Admin

  • 9473
  • 0
Культура

Разговор в Эчмиадзине

Отрывок из рассказа Гургена Маари «Горящие сады», повествующий о беседе двух великих сынов армянского народа, католикоса Мкртыча Хримяна и художника-воина Фаноса Терлемезяна.



Однажды Фанос бежал из тюрьмы. Как он умудрился, спросите у него самого. Он бежал и в палящий знойный день объявился в Эчмиадзине. А как и каким образом - опять же спросите у него самого, крепко сбитого члена военного командования, сорок раз прошедшего огни и воды и лежащего сейчас под послеполуденным солнышком на скамье в саду перед штабом, у этого мужчины сорока восьми лет от роду, который так и не завел семьи, но зато завел двух прекрасных возлюбленных, одна другой ревнивее, одна другой страстнее и преданней, - Оружие и Кисть.

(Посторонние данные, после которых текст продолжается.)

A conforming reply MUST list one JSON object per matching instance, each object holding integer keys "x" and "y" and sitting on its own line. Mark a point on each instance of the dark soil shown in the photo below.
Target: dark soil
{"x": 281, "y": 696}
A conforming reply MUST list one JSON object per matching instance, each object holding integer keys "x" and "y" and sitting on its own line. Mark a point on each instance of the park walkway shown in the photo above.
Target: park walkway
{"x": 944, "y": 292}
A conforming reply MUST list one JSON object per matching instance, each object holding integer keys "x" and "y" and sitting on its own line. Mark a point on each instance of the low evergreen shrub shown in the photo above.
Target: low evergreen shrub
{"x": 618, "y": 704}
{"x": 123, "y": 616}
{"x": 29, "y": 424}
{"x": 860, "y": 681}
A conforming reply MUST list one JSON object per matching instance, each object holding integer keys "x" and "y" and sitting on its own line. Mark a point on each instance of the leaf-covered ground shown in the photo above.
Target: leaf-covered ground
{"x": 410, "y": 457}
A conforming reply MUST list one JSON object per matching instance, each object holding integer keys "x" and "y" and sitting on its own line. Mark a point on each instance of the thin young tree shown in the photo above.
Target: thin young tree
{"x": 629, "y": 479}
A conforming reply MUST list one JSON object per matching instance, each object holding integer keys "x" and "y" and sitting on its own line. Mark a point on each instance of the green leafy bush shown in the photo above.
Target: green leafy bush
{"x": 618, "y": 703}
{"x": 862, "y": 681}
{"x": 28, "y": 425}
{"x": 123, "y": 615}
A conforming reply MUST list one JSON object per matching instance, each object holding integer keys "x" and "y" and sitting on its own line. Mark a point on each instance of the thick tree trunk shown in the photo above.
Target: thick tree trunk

- Фанос! Простынешь, - слышится в открытое окно голос Екаряна.

В Эчмиадзине зной, духота, наказание Божье - возвращается к воспоминаниям Фанос.

- С чего это я простыну, вон какое солнце...

Очутиться в Эчмиадзине и не повидать восседающего, в патриаршем дворце васпураканского орла и Отца всех армян - все равно что очутиться в Армении и не увидеть Арарат. Верховный патриарх и католикос всех армян сидел на садре и держал двумя пальцами толстую дымящуюся самокрутку - с орлиным носом, седыми волнистыми волосами и умнейшими миндалевидными глазами прекрасный Батюшка Хримян.

- Знаешь Артака Дарбиняна?

- Знаю, святейший.

- У нас с ним был такой же разговор. И о тебе он упоминал. Много раз я уже рассказывал, но и тебе повторю притчу про бумажный и про железный черпаки, я сам ее сочинил. Собрались в Берлине вокруг огромного котла с арисой все народы, вооруженные железными черпаками, побольше и поменьше. У кого черпак был большой, тот и зачерпнул вдоволь, у кого маленький - зачерпнул мало... Мы тоже сунулись было за своей долей, да наш черпак застрял в арисе, потому как не железный он у нас был, а бумажный...

- Значит...

- Не спеши, - осадил Фаноса святейший, заметно нервничая: предмет разговора совершенно очевидно не доставлял ему радости. Уверенными, без признаков старческой дрожи пальцами он скрутил новую папиросу, раскурил ее от старой, догоравшей, и загасил окурок в пепельнице. Пепельница... Фанос сразу заметил эту продолговатую серебряную пепельницу: одна ее сторона представляла из себя крутой утес, на котором восседал орел с крючковатым клювом. "Подарок ванских ювелиров", - подумал Фанос.

- Подарок ванских ювелиров, - сказал Батюшка Хримян, будто разгадав его мысли. - Этот орел - ты видишь? - этот орел я, злосчастный ваш отец, больше похожий на сову... Наш знаменитый поэт Сиаманто посвятил мне стихотворение; не приходилось читать?

... Встань, святейший, Встань, о драгоценный отец наш! Сызнова подыми, Орел, древнее свое Копье!

Сведи нас случай, я бы сказал: о драгоценный сын мой Сиаманто, твои стихи прекрасны, но идти на неверных турок с одними лишь красивыми стихами да с древним копьем Батюшки Хримяна - это наивно, сын мой... Саак, Саак!

Дверь отворилась, и на пороге в легком поклоне возникла фигура улыбчивого чернобрового и черноусого Саака. - Саак, нам два копия, - невнятно произнес его святейшество.

- Два копья? - опешил Саак.

- Господь с тобой, я сказал: ко-фи-я. Какие копья у католикоса всех армян?.. Словом, две чашки кофе.

Святейший улыбнулся обаятельной своей улыбкой, и она сделала его лицо еще обаятельный и святее. И тогда он повысил голос:

- Хримян и ныне убежден, что ни один народ не может, не обладая силой, во всеуслышание заявить о себе и о своих правах, однако Хримян не говорил, будто довольно двух-трех кремневых ружей, дробовиков, берданок или самопалов,чтобы поднять армянский народ и освободиться от ярма тирании; точно так же Хримян не говорил, будто безумные и бессмысленные кровопролития способны поставить на колени турецкое правительство или привлечь на нашу сторону двуличную европейскую дипломатию.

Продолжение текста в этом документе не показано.